Ele acrescenta que as atenções dos investidores estarão voltadas especialmente para a nomeação do secretário de política econômica do novo governo, que costuma ser um dos principais responsáveis pela interlocução com o mercado financeiro. Haddad deve anunciar outros nomes da equipe econômica ainda nesta terça.
Economista-chefe da Mirae Asset Wealth Management, Julio Hegedus Netto também vê com bons olhos a escolha de Galipolo.
“Acho que é um nome que vai ser bem aceito pelo mercado. Ele tem uma experiência de mercado boa, e é importante que ele, como secretário-executivo, tenha um bom trânsito no mercado financeiro. Foi uma boa escolha e considero acertada a decisão do ministro Fernando Haddad”, afirma Hegedus Netto.
Já Silvio Campos Neto, economista sênior da consultoria Tendências, tem uma visão mais cautelosa sobre o nome de Galipolo. “Não o conheço muito, mas sei que tem uma visão mais desenvolvimentista. É importante que ele se manifeste nos próximos dias para falar o que pensa, o que pretende no cargo, para obtermos informações melhores e conseguir avaliar de forma mais precisa qual a orientação que pretende adotar.”
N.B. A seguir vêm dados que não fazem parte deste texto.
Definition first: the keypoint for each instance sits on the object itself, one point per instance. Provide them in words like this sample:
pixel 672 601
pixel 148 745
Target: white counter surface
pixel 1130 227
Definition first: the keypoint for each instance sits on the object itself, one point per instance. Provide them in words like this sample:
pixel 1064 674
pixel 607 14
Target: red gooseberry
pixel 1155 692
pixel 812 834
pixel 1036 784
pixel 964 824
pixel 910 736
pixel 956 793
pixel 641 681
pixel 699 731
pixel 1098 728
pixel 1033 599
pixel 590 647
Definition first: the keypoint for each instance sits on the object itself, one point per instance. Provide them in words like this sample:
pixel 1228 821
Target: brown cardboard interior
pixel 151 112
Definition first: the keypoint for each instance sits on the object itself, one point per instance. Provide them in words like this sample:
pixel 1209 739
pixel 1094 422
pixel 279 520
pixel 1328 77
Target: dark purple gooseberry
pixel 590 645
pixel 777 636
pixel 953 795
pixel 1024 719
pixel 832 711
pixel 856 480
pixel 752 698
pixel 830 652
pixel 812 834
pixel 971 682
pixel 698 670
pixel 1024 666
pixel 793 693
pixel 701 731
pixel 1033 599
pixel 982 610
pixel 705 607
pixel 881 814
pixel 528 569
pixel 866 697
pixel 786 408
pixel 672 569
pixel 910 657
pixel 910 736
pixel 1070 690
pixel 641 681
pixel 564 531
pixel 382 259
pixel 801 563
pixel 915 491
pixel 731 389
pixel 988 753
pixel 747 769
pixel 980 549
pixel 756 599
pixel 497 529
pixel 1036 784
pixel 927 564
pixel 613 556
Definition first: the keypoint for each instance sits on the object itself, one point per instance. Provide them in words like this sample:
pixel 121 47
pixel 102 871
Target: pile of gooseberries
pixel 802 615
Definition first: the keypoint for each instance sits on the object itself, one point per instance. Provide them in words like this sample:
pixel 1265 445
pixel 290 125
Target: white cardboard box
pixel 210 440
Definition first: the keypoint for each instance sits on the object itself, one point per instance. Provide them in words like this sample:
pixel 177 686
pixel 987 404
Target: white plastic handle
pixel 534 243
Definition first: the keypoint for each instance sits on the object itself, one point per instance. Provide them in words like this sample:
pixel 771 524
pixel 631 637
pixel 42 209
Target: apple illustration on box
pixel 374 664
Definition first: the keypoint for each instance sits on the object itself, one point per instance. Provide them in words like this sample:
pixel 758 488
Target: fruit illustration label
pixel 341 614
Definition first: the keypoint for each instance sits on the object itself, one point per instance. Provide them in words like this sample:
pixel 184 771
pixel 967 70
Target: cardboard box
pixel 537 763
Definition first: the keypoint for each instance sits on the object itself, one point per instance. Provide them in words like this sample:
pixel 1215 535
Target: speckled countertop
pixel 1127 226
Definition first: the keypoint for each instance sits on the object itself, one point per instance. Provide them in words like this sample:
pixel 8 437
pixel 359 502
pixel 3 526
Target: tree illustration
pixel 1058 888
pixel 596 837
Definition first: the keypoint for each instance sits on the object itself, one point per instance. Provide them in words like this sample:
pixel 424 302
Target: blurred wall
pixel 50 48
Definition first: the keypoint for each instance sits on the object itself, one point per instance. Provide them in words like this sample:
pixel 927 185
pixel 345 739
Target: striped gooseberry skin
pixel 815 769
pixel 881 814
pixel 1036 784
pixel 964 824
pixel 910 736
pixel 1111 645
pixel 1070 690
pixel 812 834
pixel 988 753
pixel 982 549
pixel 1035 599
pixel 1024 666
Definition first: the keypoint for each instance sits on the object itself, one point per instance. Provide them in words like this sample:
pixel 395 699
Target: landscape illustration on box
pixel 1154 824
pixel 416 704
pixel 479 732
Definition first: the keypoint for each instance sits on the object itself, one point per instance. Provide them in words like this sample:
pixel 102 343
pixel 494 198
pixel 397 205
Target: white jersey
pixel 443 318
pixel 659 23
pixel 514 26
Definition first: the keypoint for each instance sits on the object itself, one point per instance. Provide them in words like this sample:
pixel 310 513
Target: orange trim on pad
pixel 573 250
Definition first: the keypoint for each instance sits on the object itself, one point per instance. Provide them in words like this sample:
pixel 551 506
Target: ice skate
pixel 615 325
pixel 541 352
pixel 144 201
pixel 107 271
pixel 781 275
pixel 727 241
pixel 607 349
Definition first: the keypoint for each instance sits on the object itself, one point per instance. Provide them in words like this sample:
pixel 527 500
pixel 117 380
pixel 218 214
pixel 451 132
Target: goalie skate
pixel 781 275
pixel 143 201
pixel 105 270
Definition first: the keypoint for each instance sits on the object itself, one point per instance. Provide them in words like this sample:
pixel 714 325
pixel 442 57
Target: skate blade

Perfeito diz ainda esperar por uma gestão no estilo “morde e assopra” de Fernando Haddad à frente do ministério da Fazenda.
Nesse sentido, a expectativa dele é a de que, em alguns momentos, membros do ministério sinalizem para uma política de aumento dos gastos, mas, em outros, indiquem também a intenção do governo de adotar uma maior austeridade fiscal.
“Pelo tom das declarações recentes do Lula, me parece que é um pouco esse o jogo que o Haddad vai tentar fazer”, afirma Perfeito, que ressalta a importância de gestos recentes que podem agradar o mercado, como a aproximação de Haddad com o presidente do BC (Banco Central), Roberto Campos Neto.
O economista diz ainda que o nome do ex-prefeito estava longe de ser o preferido do mercado, mas que, considerado o nível atual da Bolsa e do dólar, há espaço para valorizações, desde que não haja surpresas consideradas muito negativas por parte dos agentes financeiros em relação à condução da economia.
Hegedus Netto, da Mirae Asset, lembra ainda que, em declarações nos últimos dias, Fernando Haddad afirmou que a reforma tributária será uma das prioridades na área econômica no primeiro ano do governo.
Segundo o especialista, o ponto mais importante dentro da discussão de uma reforma tributária diz respeito à unificação dos impostos, com a criação do IVA (Imposto sobre Valor Agregado).
“A reforma tributária passa por uma simplificação da carga fiscal, e talvez com uma taxação sobre lucros e dividendos que é um debate que está em aberto”, afirma Hegedus Netto.
Campos Neto, da Tendências, afirma que a reforma tributária é um avanço importante no campo econômico para o próximo governo, em especial ao trazer alguma compensação considerado o aumento de gastos previsto com a PEC da Gastança.
“Sabemos que é uma reforma difícil de sair, que mexe com diversos setores e estados, sempre tem resistência, mas, a princípio, parece ter alguma viabilidade, até porque já tem um texto pronto de boa qualidade produzido por uma pessoa que tem trânsito junto ao PT, que é o Bernard Appy”, afirma Campos Neto.
O economista da Tendências diz que a desconfiança que ainda permanece no mercado decorre de uma visão desenvolvimentista que segue com força em alas do governo eleito, segundo a qual o crescimento da economia seria impulsionado principalmente por uma atuação do Estado. “A grande preocupação é se teremos uma retomada desse modelo.”
Ele acrescenta que o mercado reconhece a importância da atuação do Estado em áreas que não despertam o interesse do setor privado, mas que a preocupação dos investidores diz respeito ao ímpeto desse intervencionismo estatal na economia de uma forma mais ampla, por meio dos bancos públicos ou de programas aos moldes do PAC (Programa de Aceleração do Crescimento) ou do MCMV (Minha Casa Minha Vida).
“Dadas as restrições orçamentárias e a atenção do mercado em cima disso, acredito que o governo não deve caminhar com o mesmo ímpeto que vimos em outras ocasiões”, diz o economista, lembrando também que o próprio Congresso de perfil mais ao centro pode contribuir para evitar um direcionamento nesse sentido.